Gemäss der heutigen Medienmitteilung des Regierungsrates belaufen sich nach Anhörung aller Beteiligten die Rückforderungsansprüche an Urs Wüthrich auf 2'425 CHF. Regierungsrat Wüthrich hat stets betont, dass er bereit ist, eine korrekt ermittelte Rückzahlung zu leisten und wird dieser Verpflichtung nun umgehend nachkommen.

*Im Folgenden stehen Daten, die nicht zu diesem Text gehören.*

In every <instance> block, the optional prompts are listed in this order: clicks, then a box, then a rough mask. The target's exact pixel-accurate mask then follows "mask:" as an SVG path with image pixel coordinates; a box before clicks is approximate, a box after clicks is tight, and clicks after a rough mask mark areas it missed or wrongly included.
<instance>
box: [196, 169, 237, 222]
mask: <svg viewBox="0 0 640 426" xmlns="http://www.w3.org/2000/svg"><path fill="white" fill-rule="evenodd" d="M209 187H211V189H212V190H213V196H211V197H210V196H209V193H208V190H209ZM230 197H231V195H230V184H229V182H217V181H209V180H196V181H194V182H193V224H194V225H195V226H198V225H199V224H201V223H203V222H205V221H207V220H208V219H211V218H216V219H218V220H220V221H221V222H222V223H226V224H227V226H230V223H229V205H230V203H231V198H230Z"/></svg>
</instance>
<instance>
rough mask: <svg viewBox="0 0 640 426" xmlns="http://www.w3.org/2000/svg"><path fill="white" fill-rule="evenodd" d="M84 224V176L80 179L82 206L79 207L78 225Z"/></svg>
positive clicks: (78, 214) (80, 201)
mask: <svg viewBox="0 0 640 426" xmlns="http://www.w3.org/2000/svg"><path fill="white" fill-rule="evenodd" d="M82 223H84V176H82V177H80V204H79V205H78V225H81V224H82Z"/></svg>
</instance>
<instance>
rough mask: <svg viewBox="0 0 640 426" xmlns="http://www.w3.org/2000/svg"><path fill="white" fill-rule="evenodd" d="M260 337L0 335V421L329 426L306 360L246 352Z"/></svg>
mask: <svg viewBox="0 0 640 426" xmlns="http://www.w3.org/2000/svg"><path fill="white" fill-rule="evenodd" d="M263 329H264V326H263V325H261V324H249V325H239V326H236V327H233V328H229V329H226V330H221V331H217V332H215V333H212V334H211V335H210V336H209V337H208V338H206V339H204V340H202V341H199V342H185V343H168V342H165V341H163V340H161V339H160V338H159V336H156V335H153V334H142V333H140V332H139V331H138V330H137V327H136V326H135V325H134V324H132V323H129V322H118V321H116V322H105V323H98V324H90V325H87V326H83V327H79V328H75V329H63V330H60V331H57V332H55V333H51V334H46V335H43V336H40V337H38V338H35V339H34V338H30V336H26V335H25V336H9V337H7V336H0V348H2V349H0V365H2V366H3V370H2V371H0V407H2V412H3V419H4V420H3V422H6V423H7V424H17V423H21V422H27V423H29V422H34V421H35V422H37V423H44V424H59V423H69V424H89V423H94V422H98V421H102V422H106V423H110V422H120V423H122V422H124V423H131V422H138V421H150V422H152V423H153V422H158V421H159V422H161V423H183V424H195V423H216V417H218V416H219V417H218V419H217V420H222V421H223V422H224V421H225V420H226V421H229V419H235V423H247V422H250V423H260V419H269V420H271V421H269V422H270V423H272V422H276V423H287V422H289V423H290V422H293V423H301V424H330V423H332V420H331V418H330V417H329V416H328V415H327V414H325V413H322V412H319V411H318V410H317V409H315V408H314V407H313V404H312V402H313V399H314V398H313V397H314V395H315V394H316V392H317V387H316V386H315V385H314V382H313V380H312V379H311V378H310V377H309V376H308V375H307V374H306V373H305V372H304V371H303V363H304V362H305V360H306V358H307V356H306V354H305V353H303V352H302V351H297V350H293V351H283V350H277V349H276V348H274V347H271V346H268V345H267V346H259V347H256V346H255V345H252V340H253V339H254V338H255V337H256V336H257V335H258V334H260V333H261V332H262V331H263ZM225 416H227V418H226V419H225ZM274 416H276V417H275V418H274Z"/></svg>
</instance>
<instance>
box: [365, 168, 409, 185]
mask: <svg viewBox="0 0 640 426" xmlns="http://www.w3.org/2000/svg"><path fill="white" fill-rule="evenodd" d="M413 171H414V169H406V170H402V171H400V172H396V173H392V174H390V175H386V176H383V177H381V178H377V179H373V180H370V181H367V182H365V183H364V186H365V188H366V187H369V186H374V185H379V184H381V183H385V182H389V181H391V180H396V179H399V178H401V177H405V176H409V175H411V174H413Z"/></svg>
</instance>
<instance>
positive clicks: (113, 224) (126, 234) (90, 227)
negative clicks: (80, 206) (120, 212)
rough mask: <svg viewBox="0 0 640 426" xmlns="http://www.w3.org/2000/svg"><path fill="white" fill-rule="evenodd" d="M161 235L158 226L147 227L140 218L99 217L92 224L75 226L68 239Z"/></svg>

Die SP bedauert, dass durch die Medienmitteilung des Regierungsrates vom 20. August dieses Jahres von der vorgenannten Summe differierende Rückzahlungsansprüche veröffentlicht worden sind, die damals nicht mit der gebotenen Sorgfalt erhoben wurden und zu welchen den betroffenen Personen kein Anhörungsrecht gewährt worden war. Die Zusammenarbeit unter den Mitgliedern des Regierungsrates wurde dadurch unnötigerweise belastet.

In Erwartung einer künftig konstruktiveren Zusammenarbeit in der Regierung und einer transparenten und glaubwürdigen Beilegung der vor einem Jahr publik gewordenen Honoraraffäre begrüssen wir die erzielte Einigung.